Las ardillas y los ratones de campo se disputaban mi reserva de nueces. Había muchos pinos tea alrededor de mi casa, de una a cuatro pulgadas de diámetro, roídos por los ratones el invierno anterior, un invierno noruego para ellos, pues había nevado continua y abundantemente y se habían visto obligados a incluir grandes proporciones de corteza de pino en su dieta. Los árboles parecían vivos y florecientes a mitad de verano, habiendo crecido más de un pie alguno de ellos, aunque estaban completamente descortezados, pero al invierno siguiente, sin excepción, murieron. Es asombroso que a un mero ratón se le permita cenar todo un árbol, royéndolo alrededor en lugar de hacerlo en vertical; tal vez sea necesario para reducir el espesor de estos árboles, que tienden a ensancharse demasiado.

Las liebres (Lepus americanus) eran muy familiares. Una se cobijó debajo de mi casa durante todo el invierno, separada de mí sólo por el entarimado, y cada mañana me sobresaltaba con su apresurada partida cuando yo me levantaba: tap, tap, tap, golpeándose la cabeza con las tablas del suelo en su apresuramiento. Solían acudir a mi puerta, en la oscuridad, a mordisquear las mondaduras de patatas que yo había arrojado y se parecían tanto al color de la tierra que apenas podía distinguírselas. A veces, en el crepúsculo, perdía de vista y volvía a divisar a una de ellas, sentada inmóvil bajo mi ventana. Cuando abría la puerta por la tarde, salían chillando y brincando. De cerca me movían a compasión.

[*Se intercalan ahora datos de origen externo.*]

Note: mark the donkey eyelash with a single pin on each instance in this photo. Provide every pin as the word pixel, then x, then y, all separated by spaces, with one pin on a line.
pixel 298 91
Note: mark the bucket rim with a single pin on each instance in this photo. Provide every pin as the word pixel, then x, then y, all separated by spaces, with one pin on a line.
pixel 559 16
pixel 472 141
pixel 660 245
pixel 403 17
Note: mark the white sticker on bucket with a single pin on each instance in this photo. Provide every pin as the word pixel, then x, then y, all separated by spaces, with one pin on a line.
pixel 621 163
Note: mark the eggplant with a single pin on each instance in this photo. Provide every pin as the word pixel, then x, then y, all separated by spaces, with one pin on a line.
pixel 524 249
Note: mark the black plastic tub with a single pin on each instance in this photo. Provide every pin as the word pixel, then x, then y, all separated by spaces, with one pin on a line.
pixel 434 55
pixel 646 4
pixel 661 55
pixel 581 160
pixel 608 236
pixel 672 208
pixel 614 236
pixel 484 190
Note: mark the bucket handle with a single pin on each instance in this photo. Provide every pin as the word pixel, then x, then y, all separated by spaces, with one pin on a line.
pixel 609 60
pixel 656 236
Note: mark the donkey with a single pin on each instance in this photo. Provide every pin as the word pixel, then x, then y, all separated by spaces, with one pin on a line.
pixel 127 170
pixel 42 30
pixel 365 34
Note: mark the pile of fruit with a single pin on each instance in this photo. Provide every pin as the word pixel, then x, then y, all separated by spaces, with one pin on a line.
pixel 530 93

Una tarde, una de ellas se sentó en mi puerta a dos pasos de mí, temblando de miedo al principio, pero incapaz de moverse; un pobre animal magro y huesudo, con las orejas gachas y la nariz afilada, una cola corta y mandíbulas delgadas. Parecía como si la naturaleza ya no albergara la semilla de sangre más noble y se encontrara en las últimas. Sus grandes ojos parecían jóvenes y enfermos, casi hidrópicos. Dio un paso y, de repente, echó a correr de un elástico salto sobre la capa de nieve, estirando su cuerpo y sus miembros hasta una graciosa longitud, y pronto puso el bosque de por medio: el animal salvaje afirmaba su vigor y la dignidad de la naturaleza. Su esbeltez no carecía de razón. Así era la naturaleza. (Lepus, levipes, de pies ligeros, piensan algunos).

¿Qué sería del campo sin conejos ni perdices? Están entre los productos animales más sencillos e indígenas; familias venerables y antiguas conocidas desde la antigüedad hasta los tiempos modernos, la apariencia y la sustancia de la naturaleza, los aliados más cercanos de las hojas y la tierra y entre ellos mismos; unos dotados de pies y las otras de alas. No es probable que tomemos por una criatura salvaje al conejo o la perdiz que salen corriendo, sino como criaturas naturales, tan previsibles como las crepitantes hojas. La perdiz y el conejo prosperarán, como verdaderos nativos del suelo, cualesquiera que sean las revoluciones que tengan lugar. Si se talara el bosque, los retoños y arbustos que brotaran les proporcionarían cobijo y serían más numerosos que nunca. Será un país muy pobre el que no albergue una liebre. Nuestros bosques contienen a ambos y podemos ver a la perdiz y al conejo pasear alrededor de cualquier tremedal, rodeados de cercados de ramas y trampas de crin de caballo tendidas por los vaqueros.